Height when a ball is thrown vertically at half its velocity

[Ace.]

Homework Statement

A baseball is thrown vertically into the air with a velocity, v, and reaches a maximum height, h. At what height was the baseball with one-half its original velocity? Assume no air resistance.

Homework Equations

v₂² = v₁² + 2ad ?

The Attempt at a Solution

let 10m/s be the original velocity
d = \frac{v^{2}_{2} - v^{1}_{2}}{2g}
d = \frac{0 m/s - (10 m/s)^{2}}{2(-9.8 m/s^{2}}
d = 5.1

at 5 m/s:


d = \frac{0 m/s - (5 m/s)^{2}}{2(-9.8 m/s^{2}}
d = 1.28

\frac{1.28}{5.1} = 0.25

but the answer is 0.75 of the original height. How to solve this?

 

[Dick]

Homework Statement

A baseball is thrown vertically into the air with a velocity, v, and reaches a maximum height, h. At what height was the baseball with one-half its original velocity?
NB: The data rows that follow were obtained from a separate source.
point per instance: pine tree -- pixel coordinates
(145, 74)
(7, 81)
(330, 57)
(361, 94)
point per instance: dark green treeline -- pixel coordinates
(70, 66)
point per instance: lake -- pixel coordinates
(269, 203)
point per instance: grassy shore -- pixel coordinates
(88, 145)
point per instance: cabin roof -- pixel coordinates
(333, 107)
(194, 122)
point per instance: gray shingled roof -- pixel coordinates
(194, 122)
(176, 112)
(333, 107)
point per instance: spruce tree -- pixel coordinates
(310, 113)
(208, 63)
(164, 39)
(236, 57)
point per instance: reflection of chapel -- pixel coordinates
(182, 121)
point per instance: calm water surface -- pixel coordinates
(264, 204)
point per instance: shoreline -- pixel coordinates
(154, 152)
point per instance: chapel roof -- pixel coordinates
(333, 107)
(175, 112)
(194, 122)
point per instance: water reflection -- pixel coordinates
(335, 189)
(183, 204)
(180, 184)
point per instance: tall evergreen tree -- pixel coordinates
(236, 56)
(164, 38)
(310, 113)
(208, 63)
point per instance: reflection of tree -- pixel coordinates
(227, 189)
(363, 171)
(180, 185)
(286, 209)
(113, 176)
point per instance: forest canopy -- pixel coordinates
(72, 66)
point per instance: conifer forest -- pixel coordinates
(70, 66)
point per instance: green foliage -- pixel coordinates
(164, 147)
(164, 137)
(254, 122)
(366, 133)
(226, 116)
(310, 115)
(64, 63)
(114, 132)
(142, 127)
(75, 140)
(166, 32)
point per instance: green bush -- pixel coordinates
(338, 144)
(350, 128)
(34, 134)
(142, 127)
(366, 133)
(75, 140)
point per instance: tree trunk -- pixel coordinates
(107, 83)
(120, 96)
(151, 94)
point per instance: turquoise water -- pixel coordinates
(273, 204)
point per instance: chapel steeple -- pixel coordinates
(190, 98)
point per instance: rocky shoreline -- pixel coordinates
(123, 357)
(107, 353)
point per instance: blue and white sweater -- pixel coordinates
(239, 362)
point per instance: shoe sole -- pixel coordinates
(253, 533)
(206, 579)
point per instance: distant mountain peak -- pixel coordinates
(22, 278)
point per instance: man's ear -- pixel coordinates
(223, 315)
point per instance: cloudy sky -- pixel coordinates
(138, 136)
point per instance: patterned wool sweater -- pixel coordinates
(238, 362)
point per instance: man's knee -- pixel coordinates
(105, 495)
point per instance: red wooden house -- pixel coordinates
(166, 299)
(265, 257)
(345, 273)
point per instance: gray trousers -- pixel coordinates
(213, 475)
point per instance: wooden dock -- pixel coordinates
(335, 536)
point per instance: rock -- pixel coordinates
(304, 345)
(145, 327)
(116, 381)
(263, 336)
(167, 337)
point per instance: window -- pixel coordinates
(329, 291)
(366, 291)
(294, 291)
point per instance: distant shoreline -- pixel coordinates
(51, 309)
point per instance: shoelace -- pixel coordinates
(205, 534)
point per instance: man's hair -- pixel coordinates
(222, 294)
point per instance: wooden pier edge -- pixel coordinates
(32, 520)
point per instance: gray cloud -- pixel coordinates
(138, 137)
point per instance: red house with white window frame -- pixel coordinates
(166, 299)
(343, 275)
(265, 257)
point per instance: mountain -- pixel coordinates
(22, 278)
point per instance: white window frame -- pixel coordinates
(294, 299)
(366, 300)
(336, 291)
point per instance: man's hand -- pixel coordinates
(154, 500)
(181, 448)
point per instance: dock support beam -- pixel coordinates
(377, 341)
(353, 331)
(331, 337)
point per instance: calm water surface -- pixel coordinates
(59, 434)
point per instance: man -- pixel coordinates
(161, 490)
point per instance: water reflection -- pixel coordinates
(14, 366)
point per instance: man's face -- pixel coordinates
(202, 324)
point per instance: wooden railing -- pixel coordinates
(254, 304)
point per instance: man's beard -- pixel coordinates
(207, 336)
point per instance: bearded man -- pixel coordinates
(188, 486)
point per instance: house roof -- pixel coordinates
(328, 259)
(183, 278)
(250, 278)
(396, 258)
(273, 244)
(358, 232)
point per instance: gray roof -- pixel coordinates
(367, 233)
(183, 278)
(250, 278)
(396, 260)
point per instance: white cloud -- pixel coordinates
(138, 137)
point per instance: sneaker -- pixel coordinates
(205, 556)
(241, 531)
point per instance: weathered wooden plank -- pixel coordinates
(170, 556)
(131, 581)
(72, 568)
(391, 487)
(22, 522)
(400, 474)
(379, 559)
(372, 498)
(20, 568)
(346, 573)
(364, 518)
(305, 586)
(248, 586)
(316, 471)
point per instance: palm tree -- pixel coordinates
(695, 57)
Assume no air resistance.

Homework Equations

v₂² = v₁² + 2ad ?

The Attempt at a Solution

let 10m/s be the original velocity
d = \frac{v^{2}_{2} - v^{1}_{2}}{2g}
d = \frac{0 m/s - (10 m/s)^{2}}{2(-9.8 m/s^{2}}
d = 5.1

at 5 m/s:


d = \frac{0 m/s - (5 m/s)^{2}}{2(-9.8 m/s^{2}}
d = 1.28

\frac{1.28}{5.1} = 0.25

but the answer is 0.75 of the original height. How to solve this?
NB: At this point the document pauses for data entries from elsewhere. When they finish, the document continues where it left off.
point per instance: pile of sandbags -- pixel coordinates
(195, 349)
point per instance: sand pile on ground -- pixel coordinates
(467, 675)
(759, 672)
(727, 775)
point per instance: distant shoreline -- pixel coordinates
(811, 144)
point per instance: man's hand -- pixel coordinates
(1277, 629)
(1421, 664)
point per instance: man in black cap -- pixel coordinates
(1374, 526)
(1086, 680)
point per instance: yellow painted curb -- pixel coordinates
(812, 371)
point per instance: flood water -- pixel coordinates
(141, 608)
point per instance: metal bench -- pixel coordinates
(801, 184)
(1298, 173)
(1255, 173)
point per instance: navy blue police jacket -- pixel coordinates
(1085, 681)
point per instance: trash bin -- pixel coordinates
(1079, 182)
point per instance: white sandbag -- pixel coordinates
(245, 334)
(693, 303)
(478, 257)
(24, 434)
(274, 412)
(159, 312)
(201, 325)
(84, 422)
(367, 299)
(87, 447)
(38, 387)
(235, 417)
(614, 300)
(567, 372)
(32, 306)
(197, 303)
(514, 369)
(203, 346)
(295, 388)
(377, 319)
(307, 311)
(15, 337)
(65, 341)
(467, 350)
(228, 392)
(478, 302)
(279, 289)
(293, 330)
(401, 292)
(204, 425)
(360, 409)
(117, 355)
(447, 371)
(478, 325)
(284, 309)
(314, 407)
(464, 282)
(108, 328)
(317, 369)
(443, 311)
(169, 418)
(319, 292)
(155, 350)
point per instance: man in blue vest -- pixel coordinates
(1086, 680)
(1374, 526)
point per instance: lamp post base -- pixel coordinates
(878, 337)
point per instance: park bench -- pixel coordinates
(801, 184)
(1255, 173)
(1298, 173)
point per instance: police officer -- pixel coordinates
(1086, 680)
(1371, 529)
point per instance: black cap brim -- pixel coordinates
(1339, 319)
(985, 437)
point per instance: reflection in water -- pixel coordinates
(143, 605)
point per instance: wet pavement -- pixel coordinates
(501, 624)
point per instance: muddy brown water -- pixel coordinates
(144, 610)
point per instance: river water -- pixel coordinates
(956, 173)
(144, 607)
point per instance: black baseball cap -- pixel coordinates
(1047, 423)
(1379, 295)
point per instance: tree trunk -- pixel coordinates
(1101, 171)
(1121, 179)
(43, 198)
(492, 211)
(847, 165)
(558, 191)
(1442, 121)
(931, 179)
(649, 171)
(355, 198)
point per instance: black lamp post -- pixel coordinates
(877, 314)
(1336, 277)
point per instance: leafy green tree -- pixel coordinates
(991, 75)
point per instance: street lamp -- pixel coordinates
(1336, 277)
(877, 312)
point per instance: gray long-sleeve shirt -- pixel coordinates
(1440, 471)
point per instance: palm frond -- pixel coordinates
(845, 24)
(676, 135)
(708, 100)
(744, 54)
The d you are calculating is the distance between the point where the velocity v=0 and the point where the velocity is v/2. The point where v=0 is at the TOP of your trajectory.

 

[Ace.]

I didn't fully understand what you mean

 

[NascentOxygen]

I didn't fully understand what you mean

Ace, in the second part are not using the correct reference level.
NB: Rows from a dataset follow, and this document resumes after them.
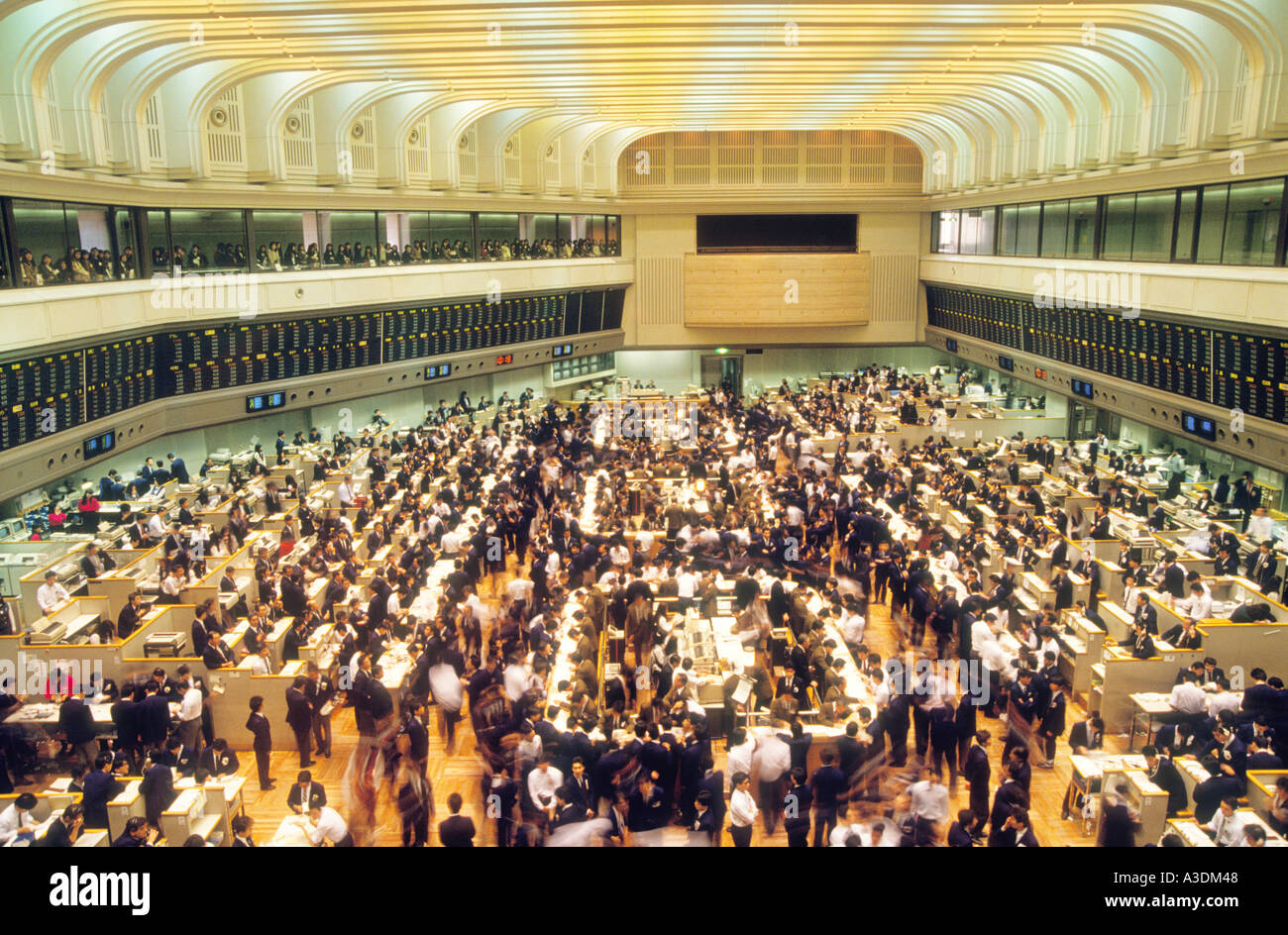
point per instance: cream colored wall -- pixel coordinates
(1214, 295)
(653, 314)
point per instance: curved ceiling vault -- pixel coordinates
(520, 97)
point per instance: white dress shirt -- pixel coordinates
(330, 827)
(1229, 831)
(928, 800)
(12, 820)
(1188, 698)
(51, 596)
(542, 784)
(742, 809)
(189, 708)
(1261, 527)
(738, 760)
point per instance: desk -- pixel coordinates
(1150, 704)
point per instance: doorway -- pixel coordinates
(722, 369)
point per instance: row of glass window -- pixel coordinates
(583, 365)
(1237, 223)
(50, 243)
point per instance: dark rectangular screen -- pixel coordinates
(828, 234)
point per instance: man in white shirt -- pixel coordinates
(542, 783)
(189, 717)
(771, 762)
(686, 583)
(1225, 699)
(52, 595)
(346, 492)
(742, 810)
(1188, 698)
(515, 680)
(1227, 824)
(853, 626)
(1261, 527)
(1198, 605)
(326, 824)
(928, 806)
(17, 818)
(519, 588)
(741, 747)
(261, 664)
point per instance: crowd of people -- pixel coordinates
(98, 264)
(571, 527)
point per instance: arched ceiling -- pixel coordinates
(990, 91)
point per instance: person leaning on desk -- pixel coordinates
(1140, 643)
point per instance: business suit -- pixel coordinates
(219, 764)
(316, 796)
(76, 723)
(1168, 779)
(98, 789)
(154, 721)
(1008, 796)
(977, 771)
(456, 831)
(797, 815)
(263, 743)
(299, 716)
(829, 787)
(158, 788)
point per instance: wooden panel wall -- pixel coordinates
(777, 290)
The question you should be answering is: if a ball is thrown vertically upwards, at what height above the ground has its velocity dropped back to half of what it initially had?

 

[Dick]

I didn't fully understand what you mean

You are calculating distances from the point where v=0. So the second distance you calculated isn't the distance from the ground. It's distance from the point where v=0. v=0 is at the top of the trajectory.